In The Whale, Fraser plays Charlie, a reclusive English teacher living with severe obesity, who attempts to reconnect with his estranged teenage daughter.
The Whale is an A24 production, produced by Aronofsky, Jeremy Dawson and Ari Handel. A24 will release in the US, and is also selling the film, with deals already in place for territories including France, Germany, Spain, Italy, Scandinavia and Australia/New Zealand.

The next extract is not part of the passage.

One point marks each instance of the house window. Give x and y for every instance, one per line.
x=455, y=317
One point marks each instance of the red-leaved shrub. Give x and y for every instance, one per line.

The film takes place entirely within one room. “I started in this business with $20,000 dollars and a dream,” said Aronofsky of the limitation, referencing his debut film Pi. “I learnt back then that your boundaries are not chains, they’re your gateway to freedom. As a filmmaker, as soon as you have anything limited, it’s very exciting.”
Long casting
The filmmaker said it took 10 years to bring The Whale to screens, “because it took 10 years to cast the film.”
“I considered everyone – all different types of actors, every single movie star on the planet. But none of it ever really clicked – it didn’t move me, it didn’t feel right,” said Aronofsky.
It was when seeing Fraser in the trailer for a Brazilian film that “a lightbulb went off” – an impression that only increased when he tested opposite Stranger Things star Sadie Sink as his daughter.
That test took place on February 26, 2020; with the subsequent pandemic putting the film on hold. But when shooting became possible again in 2021, The Whale was the ideal project.
“The Whale is five actors in a room,” said Aronofsky. “That’s really controllable, we can have protection against Covid. No-one got sick on set.”
Aronofsky said he believes strongly in the battle against cynicism, citing a line from the Samuel D Hunter’s play on which The Whale is based – ‘people are incapable of not caring’.
“The cynical point of view is alive and well, but it’s at war with Charlie’s hope ad love and vision of the world,” he said.
“That’s the most important message to put out in the world right now. Everybody’s leaning into the cynicism and the darkness and giving up hope; and it’s exactly what we don’t need right now. We have to lean into that underneath it all, we all do care about each other.”
The Whale premieres this evening in the Sala Grande; tomorrow’s world premieres include Olivia Wilde’s Don’t Worry Darling and Martin McDonagh’s The Banshees Of Inisherin.